After he was clean, he turned off the water and stepped out of the shower, patted himself dry ever so carefully, ever so gently, and slipped his boxers back on. Then, loading his arms with his dirty clothes and medical equipment, he moved silently through the dark house and up the stairs to his room, where he changed into some fresh pajama bottoms and began cleaning his wounds. With a growling curse, he learned very quickly that iodine might clean your wounds, but it also feels like acid is eating its way through your flesh. Not to mention the delightful added bonus of dyeing your skin bright orange. With a grumble, he tossed the small brown bottle into the wastebasket and reached for the Neosporin. Gently applying it to the scrapes and cuts on his legs, arms, and chest, Joss counted to himself. Forty-three. There were forty-three visible wounds that he could find on his body, and who knows how many more on his back.

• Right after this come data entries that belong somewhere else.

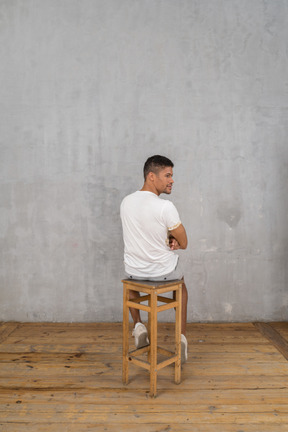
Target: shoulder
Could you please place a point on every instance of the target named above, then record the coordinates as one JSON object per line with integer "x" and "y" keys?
{"x": 168, "y": 205}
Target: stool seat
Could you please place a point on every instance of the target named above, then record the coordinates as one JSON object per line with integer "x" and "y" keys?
{"x": 153, "y": 294}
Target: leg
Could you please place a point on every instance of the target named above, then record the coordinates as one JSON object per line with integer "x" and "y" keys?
{"x": 125, "y": 334}
{"x": 135, "y": 313}
{"x": 178, "y": 295}
{"x": 153, "y": 346}
{"x": 184, "y": 307}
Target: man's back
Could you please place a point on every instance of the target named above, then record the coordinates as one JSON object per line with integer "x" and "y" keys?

And every one was worth it. Each scar, each bruise was simply a check mark on the list of things it took to become a Slayer. Joss was determined to move down that list as quickly as possible and to grit his teeth through every pain.
There came a soft tap on his door and Joss lifted his head, speaking just as softly as the sound that had invaded his nurse work. “Come in.”
Sirus pushed the door open and poked his head inside, his eyes moving quickly over Joss’s injuries. “Kat mentioned you weren’t feeling well. I thought maybe you could use some assistance.”
Joss tightened his jaw. He didn’t want anyone’s help. In fact, all he wanted was to show his uncle that he was perfectly capable of taking care of himself, even after taking a beating like that. “No thanks. I’ve got it.”
A look of immediate doubt crossed Sirus’s eyes, but he didn’t give voice to it. He merely asked, “You were out all day without any breaks. Are you hungry?”
Moments later, Joss was at the dining table, where Sirus had placed a large bowl of chili in front of him. He may be perfectly capable of tending his own wounds, but the fact was that Joss hadn’t eaten anything since early that morning, and his stomach had been rumbling its protests all day.